Quando o silêncio late
Tem coisas que a gente finge que não escuta. Como aquele barulho estranho na casa ao lado, o canto funesto do urutau ou um distante latido na neblina de Cãodinópolis.
Era um silêncio atroante que não vinha de um canídeo qualquer, mas de algo fantasmagórico que gelava a espinha e dava vontade de chorar, sem saber por quê.
Parecia ser uma daquelas velhas histórias para deixar a gente com medo — tipo o homem do saco ou a loira do banheiro. Mas, com o tempo, vi que o latido não era exatamente sobre o medo, era sobre o silêncio ensurdecedor.

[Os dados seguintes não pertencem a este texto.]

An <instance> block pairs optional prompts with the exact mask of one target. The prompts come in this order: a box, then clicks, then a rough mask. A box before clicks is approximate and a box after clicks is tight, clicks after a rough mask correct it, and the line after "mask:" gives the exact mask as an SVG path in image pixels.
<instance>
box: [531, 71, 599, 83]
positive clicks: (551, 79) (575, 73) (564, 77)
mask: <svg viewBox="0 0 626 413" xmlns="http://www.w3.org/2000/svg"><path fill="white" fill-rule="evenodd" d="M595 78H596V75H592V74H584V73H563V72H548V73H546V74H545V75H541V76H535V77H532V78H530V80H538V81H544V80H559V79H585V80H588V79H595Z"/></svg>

Em Cãodinópolis, o tempo parecia imutável. Rituais antigos eram seguidos à risca e qualquer desvio era visto como um insulto à tradição. Nada se perguntava e nada se respondia. Tudo “sempre foi assim” e pronto.
Mas aí o Border collie Lord achava que não era bem assim. Rosnava quando mentiam, uivava quando calavam. Era tido como um cão contestador, o herege de quatro patas, o que rompia com a cumplicidade do silêncio.
Lord era o símbolo da denúncia, da presença que insiste em ser ouvida mesmo quando fingem não escutar.
Ao latir, denuncia não somente o que era dito, mas o que é escondido pela omissão coletiva.
Então, fizeram o de sempre com os que pensam diferente: apagaram-no. Sem violência explicita, mas com o cruel castigo do abandono, do exílio social. Não é preciso matar para controlar, basta invisibilizar.
Hoje, quando a cidade fica silenciosa demais, se ouve um latido baixo, uivante, distante, quase sussurrante. Não sei se é real, pode ser só saudade do silêncio que não ouvi.
Ou quem sabe é o ignorado Lord, lembrando que o silêncio também é escolha — e que há momentos em que calar é uma forma de violência. Na sociedade de Cãodinópolis o silêncio não é só paz, também é conivência com a sujeição. Omitir-se muitas das vezes é tomar partido.
Mas há outros Lords por aí, uivando na neblina, na esperança de que alguém escute, ou, quem sabe, também resolvam latir.